Après “Par les rafales” en 2018 et “Zippo”, l’année suivante Valentine Imhof quitte l’univers du polar pour s’aventurer avec bonheur dans la littérature noire au cœur d’un roman hautement ambitieux. Même si “Zippo” se situait déjà aux USA, on peut néanmoins dire que “Le blues des phalènes” est son grand roman ‘américain’. Puisant dans l’histoire et la culture américaines, elle nous raconte avec talent et passion la destinée de quatre personnages traversant l’histoire des États-Unis au XXème siècle, au moment où le pays entame son hégémonie mondiale sur les ruines de l’Europe.
“Milton, le rejeton prodigue qui a rompu les ponts avec sa richissime famille ; Arthur, le vétéran de la guerre des Boers et des tranchées de la Somme, qui porte le poids de crimes impardonnables ; Pekka, née le jour où sa mère posait le pied sur le sol de New York et qui change de nom à chaque fois qu’elle veut changer de vie ; Nathan, enfin, le fils de l’Explosion, qui fuit le mal et le retrouve où qu’il aille.”
Ces quatre-là n’auront comme histoire commune que leur présence à Halifax lors de la terrible catastrophe qui détruisit la ville en 1917. Le roman, formidable récit d’aventures magnifiquement renseigné et détaillé, raconte la vie de ces quatre personnages confrontés à la très dure réalité du monde moderne. Tous ont commis le pire, tous ont tué…tous affronteront leur destin.
La fuite était le moteur des deux premiers polars de Valentine Imhof. Ici, le thème est proche même si les personnages n’ont pas obligation de se cacher. Un jour, ils décident de partir, de disparaître, mais les causes sont diverses et non dictées par l’urgence. Ils fuguent par nécessité mais aussi par envie, pour croire encore à des lendemains radieux.
Sur deux décennies, l’auteure les confronte aux grands événements des USA. La première guerre mondiale, la grippe espagnole, la crise de 29, le chômage, l’alcoolisme, les totalitarismes émergents, les hobos, les syndicats, les luttes sociales, la psychiatrie…
Valentine Imhof rédige des récits poignants, très noirs mais avec une belle plume et une manière très habile de désamorcer parfois l’indicible. La lecture des cinq cents pages est un vrai bonheur. Quatre histoires s’entrecroisent montrant l’envers du décor du rêve américain, les épreuves subies par le peuple. Traitant l’Histoire américaine par le prisme des gens ordinaires qui luttent pour s’en sortir, elle offre une version romanesque réussie du précieux ouvrage de Howard Zinn “une histoire populaire des États-Unis”, véritable bible, citée dans ses références.
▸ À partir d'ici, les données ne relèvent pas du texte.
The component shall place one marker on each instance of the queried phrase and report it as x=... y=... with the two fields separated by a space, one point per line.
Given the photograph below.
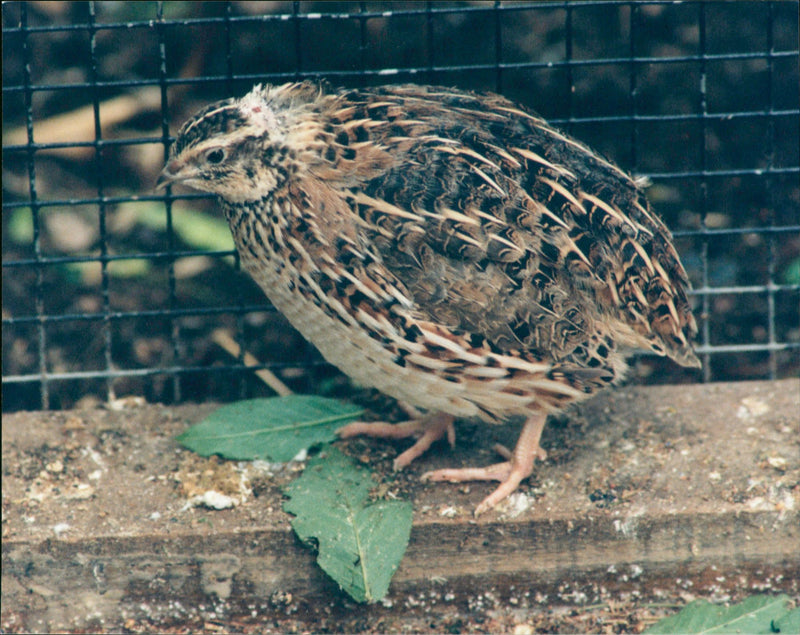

La narration de la catastrophe de Halifax, l’exposition universelle de Chicago et la vie des hobos sont des sommets du roman. L’écriture est souvent virtuose. On retrouve “La route” de Jack London. L’émotion et la dureté de Flannery O’Connor est présente. Harry Crews et James Agee sont parfois conviés. En fait, c’est réussi et envoûtant comme les grands romans d’Antonin Varenne.
Très proche de ses personnages dont elle nous confie toutes les pensées intimes, les rêves, les plaies et les zones d’ombre, Valentine Imhof laisse au lecteur le soin de juger leurs actes.
Immanquable pour les amateurs d’Histoire américaine “le blues des phalènes” séduira de manière plus générale tous les amateurs de bonne littérature noire, sociale et politique.
Un grand et beau roman, et si parfois son propos peut heurter, « Rien n’est beau que le vrai… ».
Clete
PS: A venir, un entretien « Mon Amérique à moi » avec Valentine Imhof.
Magnifique chronique, sensible et forte. Heureuse de lire ces mots. Je partage absolument tout ce que tu dis si bien. Un vrai grand beau roman.
Merci Simone. Oui, un grand roman.
Je réitère les mots de Simone, vous avez fait là une recension belle et intelligente de ce grand roman. Bravo j’applaudis des quatre mains !
Merci Brigitte. Applaudissons ensemble « Le blues des phalènes ».